Spring Boot Restful CRUD application with Hibernate, MySQL database

Vindya Gunawardana
4 min readMay 28, 2021

Tools used :

  • Java 8 or above
  • Spring Tool Suite 4 ( or Eclipse)
  • Spring Boot 2.4.5

Created a Spring Starter Project using STS, which under the hood redirects to Spring Initializer. Following starter dependencies will create a skeleton project that includes all the relevant JARs to build a Restful web application with MySQL database.

  • Spring web: for spring MVC
  • Spring Data JPA
  • MySQL Driver: to establish database connection
  • Lombok: to avoid repetitive code (getters, setters, constructors, etc..)

Here's how the pom.xml would look like after adding all the above dependencies. spring-boot-maven-plugin allows you to package executable jar or war archives and run the application with the embedded server.

Figure 1: pom.xml

Since we are going to create a BookStore Application, our Model class would be Book.java where we should provide Entity annotation for the class. Entities in JPA are nothing but POJOs representing data that can be persisted in the database. An entity represents a table stored in a database. Also creating getters and setters will be handled by the Lombok dependency itself.

Figure 2: Book.java

The next step would be creating the BookRepository interface which extends JpaRepository. JpaRepository contains the full API of CrudRepository and PagingAndSortingRepository. So it contains basic CRUD operations and also API for pagination and sorting. Also, note that JpaRepository provides the type of the Entity and data type of its primary key as in Figure 3.

Figure 3: BookRepository.java

Since we are creating a spring boot application, we can easily skip coding for establishing the database connection. Instead, add all the data source-related properties and hibernate-related properties to the application.properties file (or YAML). bookstore would be the database name that you created in the MySQL database.

Figure 4: application.properties

Use the following SQL file to create a new database using MySQL Workbench.

Figure 5: db.sql

As it is a good practice to define a service layer, came up with the BookService class which is used to write business logic in a different layer, separated from the @RestController class file. Service Component class files are annotated with @Service as in below. It has all the CRUD operations defined by those functions that relevant to our application.

Figure 6: BookService.java

@RestController is a specialized version of the controller. It includes both @Controller and @ResponseBody annotations, which as a result simplifies the controller implementation. Every request handling method of the controller class automatically serializes the return objects into HttpResponse.

Figure 7: BookController.java

All the annotations which you came through in the BookController class are explained below.

@PostMapping: for mapping HTTP POST requests onto specific handler methods.

@GetMapping: for mapping HTTP GET requests onto specific handler methods.

@DeleteMapping: for mapping HTTP DELETE requests onto specific handler methods.

@PutMapping: for mapping HTTP PUT requests onto specific handler methods.

@RequestBody: relevant method parameter should be bound to the body of the web request.

@PathVariable: method parameter should be bound to a URI template variable.

Now we run our Main class, SpringBootMysqlDemoApplication.java to check whether the application works accordingly.

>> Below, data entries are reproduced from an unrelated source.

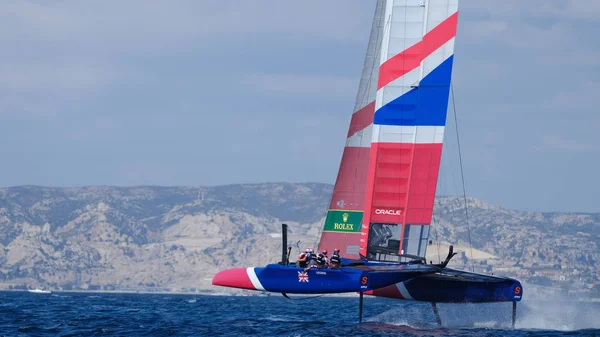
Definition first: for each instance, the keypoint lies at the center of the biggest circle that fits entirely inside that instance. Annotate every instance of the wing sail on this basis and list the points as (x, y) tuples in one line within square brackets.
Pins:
[(408, 129)]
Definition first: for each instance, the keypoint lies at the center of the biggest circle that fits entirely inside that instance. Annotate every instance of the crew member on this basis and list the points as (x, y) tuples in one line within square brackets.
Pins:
[(301, 262), (322, 261), (335, 260), (312, 259)]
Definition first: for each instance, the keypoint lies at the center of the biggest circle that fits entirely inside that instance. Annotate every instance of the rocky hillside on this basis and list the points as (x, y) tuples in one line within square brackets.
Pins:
[(176, 238)]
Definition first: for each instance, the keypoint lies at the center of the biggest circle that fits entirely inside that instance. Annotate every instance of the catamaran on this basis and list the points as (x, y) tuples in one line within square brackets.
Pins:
[(382, 203)]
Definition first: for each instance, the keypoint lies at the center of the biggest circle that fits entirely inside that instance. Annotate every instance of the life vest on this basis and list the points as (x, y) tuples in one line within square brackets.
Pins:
[(322, 259), (312, 259), (335, 259)]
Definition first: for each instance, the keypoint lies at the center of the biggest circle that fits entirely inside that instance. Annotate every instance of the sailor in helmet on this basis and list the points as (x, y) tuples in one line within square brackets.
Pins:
[(303, 258), (335, 260), (322, 260), (312, 258)]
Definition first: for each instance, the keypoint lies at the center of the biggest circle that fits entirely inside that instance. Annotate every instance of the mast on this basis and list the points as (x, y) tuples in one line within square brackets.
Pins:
[(342, 226), (408, 129)]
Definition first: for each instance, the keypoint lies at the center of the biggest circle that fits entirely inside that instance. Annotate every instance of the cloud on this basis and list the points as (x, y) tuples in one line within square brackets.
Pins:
[(300, 84), (562, 144)]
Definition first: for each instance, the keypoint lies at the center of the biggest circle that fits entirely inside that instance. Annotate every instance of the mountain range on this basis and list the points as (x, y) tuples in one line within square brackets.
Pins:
[(176, 238)]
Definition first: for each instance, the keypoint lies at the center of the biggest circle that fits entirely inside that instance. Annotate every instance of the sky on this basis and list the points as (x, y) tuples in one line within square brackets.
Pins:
[(219, 92)]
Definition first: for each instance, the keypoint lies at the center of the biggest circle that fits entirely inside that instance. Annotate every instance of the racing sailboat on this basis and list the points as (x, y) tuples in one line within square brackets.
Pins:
[(382, 203)]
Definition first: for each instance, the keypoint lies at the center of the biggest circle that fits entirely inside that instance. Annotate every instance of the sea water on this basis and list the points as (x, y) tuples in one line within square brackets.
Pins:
[(110, 314)]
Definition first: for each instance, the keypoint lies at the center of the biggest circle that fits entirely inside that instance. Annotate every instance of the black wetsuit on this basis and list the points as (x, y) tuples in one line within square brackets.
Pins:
[(335, 260)]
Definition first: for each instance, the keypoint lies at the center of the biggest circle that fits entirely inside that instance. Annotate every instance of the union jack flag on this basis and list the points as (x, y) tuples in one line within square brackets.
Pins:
[(302, 276)]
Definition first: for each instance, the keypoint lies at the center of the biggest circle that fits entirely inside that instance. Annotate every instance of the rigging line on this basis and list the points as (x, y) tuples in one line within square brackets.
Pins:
[(462, 175)]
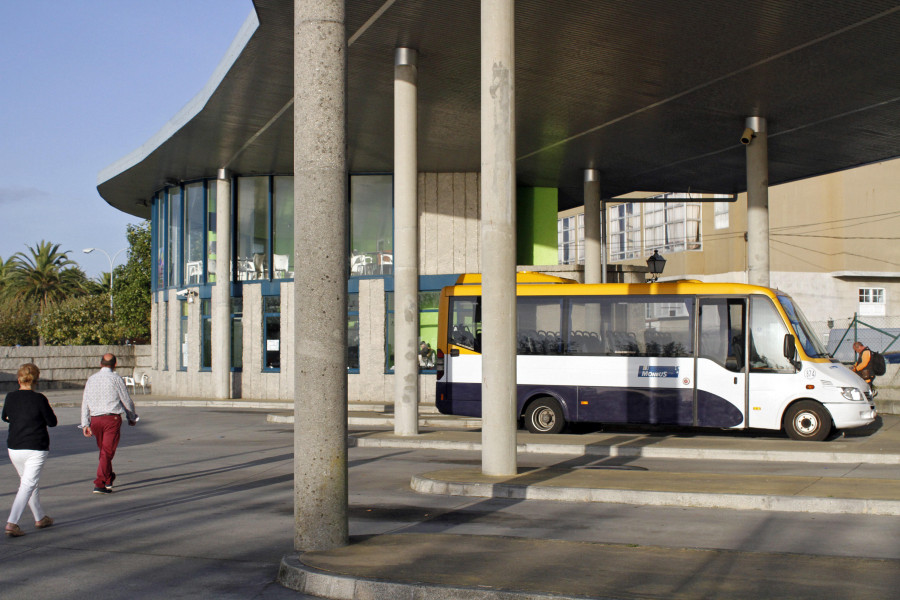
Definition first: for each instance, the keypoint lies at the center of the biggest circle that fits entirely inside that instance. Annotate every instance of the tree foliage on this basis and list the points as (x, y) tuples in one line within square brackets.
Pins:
[(18, 326), (79, 321), (131, 286), (43, 276)]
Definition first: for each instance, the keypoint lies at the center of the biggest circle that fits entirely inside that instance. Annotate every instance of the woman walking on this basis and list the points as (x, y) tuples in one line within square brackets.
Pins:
[(29, 415)]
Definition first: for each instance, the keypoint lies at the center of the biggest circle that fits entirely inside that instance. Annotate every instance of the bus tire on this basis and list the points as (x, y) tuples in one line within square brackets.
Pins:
[(807, 420), (544, 416)]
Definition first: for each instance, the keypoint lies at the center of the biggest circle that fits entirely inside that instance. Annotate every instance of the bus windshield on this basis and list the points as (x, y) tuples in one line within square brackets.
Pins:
[(808, 338)]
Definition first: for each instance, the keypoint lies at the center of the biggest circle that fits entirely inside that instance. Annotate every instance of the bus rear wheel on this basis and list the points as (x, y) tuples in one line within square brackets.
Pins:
[(544, 416), (807, 420)]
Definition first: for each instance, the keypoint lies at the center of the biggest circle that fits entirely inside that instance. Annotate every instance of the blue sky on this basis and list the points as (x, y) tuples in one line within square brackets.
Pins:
[(82, 84)]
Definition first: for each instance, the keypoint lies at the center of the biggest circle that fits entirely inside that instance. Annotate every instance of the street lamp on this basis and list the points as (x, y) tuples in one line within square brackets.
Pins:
[(656, 263), (111, 261)]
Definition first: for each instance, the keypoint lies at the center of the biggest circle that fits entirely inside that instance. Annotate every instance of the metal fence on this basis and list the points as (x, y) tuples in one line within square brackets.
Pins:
[(881, 334)]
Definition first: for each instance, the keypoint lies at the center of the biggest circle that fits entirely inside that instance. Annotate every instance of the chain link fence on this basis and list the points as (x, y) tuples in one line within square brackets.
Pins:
[(881, 334)]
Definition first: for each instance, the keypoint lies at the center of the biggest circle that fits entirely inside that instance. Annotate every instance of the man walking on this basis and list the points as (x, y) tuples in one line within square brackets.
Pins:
[(104, 402)]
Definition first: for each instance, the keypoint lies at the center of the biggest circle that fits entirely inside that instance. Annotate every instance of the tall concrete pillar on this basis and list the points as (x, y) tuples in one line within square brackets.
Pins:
[(758, 203), (406, 239), (593, 217), (221, 293), (498, 238), (320, 276)]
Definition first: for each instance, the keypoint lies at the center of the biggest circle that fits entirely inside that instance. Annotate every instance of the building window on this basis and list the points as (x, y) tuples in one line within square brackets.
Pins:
[(428, 324), (371, 225), (165, 336), (353, 332), (671, 226), (237, 334), (272, 332), (194, 226), (283, 227), (721, 214), (211, 235), (182, 337), (624, 231), (871, 302), (389, 332), (570, 238), (173, 235), (205, 335), (252, 236)]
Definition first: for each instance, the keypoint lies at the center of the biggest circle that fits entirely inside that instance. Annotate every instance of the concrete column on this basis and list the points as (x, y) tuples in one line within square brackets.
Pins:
[(320, 275), (758, 203), (221, 293), (593, 216), (498, 235), (406, 239)]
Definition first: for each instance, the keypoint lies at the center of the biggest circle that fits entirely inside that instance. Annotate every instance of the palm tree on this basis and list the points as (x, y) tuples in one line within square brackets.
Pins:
[(45, 276)]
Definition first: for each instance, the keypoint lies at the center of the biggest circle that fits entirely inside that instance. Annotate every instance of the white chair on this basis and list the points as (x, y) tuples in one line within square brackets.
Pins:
[(144, 382)]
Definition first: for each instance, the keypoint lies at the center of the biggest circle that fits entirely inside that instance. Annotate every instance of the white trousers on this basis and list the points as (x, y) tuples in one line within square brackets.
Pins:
[(29, 464)]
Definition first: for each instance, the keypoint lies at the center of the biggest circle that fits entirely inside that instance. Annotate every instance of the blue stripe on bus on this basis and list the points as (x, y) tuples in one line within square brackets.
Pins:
[(605, 404)]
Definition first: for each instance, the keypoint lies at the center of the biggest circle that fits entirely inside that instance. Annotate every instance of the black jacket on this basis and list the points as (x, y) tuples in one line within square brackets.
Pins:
[(29, 415)]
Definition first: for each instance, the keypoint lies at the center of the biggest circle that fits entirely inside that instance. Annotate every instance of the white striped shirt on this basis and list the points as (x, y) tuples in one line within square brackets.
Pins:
[(105, 394)]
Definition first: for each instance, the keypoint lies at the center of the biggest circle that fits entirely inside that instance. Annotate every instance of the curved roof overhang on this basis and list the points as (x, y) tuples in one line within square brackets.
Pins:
[(652, 93)]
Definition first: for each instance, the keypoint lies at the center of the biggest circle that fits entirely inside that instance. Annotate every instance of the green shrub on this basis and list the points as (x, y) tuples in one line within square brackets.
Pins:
[(18, 324), (79, 321)]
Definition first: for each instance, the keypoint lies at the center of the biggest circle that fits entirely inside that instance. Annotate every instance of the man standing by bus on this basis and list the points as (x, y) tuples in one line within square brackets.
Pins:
[(863, 366), (104, 402)]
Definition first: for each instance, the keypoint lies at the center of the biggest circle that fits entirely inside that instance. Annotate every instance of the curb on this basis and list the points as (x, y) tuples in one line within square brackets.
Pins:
[(427, 485), (643, 452), (295, 575)]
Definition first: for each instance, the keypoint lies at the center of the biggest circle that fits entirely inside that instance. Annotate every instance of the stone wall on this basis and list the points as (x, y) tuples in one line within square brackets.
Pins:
[(64, 367)]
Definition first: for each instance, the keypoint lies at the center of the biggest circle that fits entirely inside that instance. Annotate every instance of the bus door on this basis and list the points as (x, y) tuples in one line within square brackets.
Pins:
[(720, 377)]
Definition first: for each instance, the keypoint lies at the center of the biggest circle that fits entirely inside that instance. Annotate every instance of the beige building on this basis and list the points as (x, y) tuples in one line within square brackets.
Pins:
[(832, 240)]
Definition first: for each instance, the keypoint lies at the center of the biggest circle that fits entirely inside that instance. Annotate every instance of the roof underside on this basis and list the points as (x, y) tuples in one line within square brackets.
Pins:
[(652, 93)]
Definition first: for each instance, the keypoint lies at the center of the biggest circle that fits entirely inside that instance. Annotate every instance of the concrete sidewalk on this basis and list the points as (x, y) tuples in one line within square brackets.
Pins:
[(204, 511)]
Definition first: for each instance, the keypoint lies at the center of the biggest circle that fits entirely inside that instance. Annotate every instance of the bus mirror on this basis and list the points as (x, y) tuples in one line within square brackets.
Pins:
[(788, 346), (790, 350)]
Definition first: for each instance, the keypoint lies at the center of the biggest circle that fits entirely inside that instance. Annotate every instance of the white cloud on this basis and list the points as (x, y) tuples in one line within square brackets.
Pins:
[(9, 195)]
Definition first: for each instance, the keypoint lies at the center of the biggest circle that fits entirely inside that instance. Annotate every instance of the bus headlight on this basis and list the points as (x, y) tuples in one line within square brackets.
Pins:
[(852, 394)]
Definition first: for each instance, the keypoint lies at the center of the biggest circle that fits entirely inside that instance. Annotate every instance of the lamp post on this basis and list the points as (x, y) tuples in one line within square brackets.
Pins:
[(111, 261), (656, 263)]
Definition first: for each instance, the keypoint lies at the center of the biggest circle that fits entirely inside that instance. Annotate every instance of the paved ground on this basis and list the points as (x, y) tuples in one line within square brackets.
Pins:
[(203, 510)]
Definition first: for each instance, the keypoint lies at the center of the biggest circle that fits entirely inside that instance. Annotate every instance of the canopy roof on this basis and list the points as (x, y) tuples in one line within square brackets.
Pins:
[(652, 93)]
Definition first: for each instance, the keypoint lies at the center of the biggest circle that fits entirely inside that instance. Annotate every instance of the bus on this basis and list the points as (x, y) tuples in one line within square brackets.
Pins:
[(716, 355)]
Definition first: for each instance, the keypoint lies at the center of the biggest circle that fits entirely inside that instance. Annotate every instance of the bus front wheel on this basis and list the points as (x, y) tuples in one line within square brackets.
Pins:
[(544, 416), (807, 420)]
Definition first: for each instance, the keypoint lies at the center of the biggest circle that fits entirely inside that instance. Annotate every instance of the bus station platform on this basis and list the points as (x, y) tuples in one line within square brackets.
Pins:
[(440, 565)]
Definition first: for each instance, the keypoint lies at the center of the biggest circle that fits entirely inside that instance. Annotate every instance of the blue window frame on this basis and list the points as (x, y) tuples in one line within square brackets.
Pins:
[(205, 335), (272, 333)]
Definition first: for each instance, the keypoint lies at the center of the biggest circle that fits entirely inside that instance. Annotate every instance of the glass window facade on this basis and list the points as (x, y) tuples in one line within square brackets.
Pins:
[(173, 236), (194, 229), (205, 335), (183, 349), (211, 234), (283, 227), (371, 225), (272, 332), (252, 228), (353, 332), (237, 333)]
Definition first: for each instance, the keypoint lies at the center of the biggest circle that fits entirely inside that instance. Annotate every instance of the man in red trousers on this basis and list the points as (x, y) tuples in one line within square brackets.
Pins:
[(104, 402)]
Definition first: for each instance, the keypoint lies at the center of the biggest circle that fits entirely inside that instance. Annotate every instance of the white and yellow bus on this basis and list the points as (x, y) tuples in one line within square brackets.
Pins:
[(719, 355)]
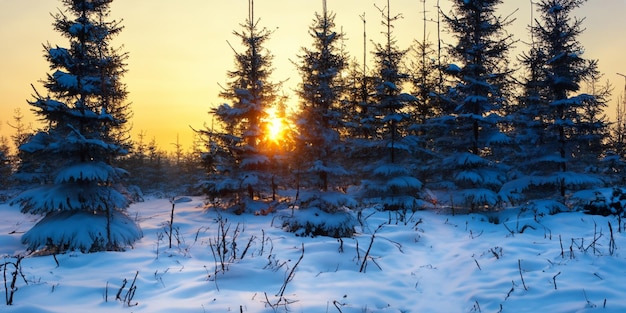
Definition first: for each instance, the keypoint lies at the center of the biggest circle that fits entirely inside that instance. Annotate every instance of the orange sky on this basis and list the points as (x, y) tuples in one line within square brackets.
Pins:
[(179, 54)]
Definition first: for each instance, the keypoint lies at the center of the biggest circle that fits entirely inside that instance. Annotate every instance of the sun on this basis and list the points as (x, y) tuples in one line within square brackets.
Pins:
[(275, 126)]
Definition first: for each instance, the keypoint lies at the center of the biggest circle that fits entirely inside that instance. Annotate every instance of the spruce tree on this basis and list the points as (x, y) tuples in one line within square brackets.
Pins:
[(79, 193), (567, 126), (319, 120), (478, 96), (391, 151), (235, 159)]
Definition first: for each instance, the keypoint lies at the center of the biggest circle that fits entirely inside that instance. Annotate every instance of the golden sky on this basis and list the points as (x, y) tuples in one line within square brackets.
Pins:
[(179, 51)]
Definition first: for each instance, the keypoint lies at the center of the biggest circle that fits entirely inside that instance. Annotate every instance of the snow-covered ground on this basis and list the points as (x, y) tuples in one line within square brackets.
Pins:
[(426, 262)]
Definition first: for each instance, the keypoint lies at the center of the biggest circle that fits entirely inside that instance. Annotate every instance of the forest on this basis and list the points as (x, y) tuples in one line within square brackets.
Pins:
[(435, 178), (427, 127)]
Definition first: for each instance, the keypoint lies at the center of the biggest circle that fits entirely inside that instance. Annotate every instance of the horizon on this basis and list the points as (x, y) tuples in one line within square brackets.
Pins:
[(179, 55)]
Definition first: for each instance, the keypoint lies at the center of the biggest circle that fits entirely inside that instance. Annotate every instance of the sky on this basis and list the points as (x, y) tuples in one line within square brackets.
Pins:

Peculiarly for POST and PUT methods, we need a REST client like Postman to send an HTTP request with the post body. Therefore refer to the screenshots below to analyze the HTTP responses correspond to their API endpoints.

POST request Url: http://localhost:8080/createBooks

GET request Url: http://localhost:8080/retrieveBooksByAuthor/Leo Tolstoy

DELETE request Url: http://localhost:8080/deleteBook/11

PUT request Url: http://localhost:8080/updateBook

Conclusion :

Hope you find this article helpful to create a simple BookStore Application, which is basically a spring boot CRUD web application with the MySql database. The complete source code of this application can be accessed via GitHub.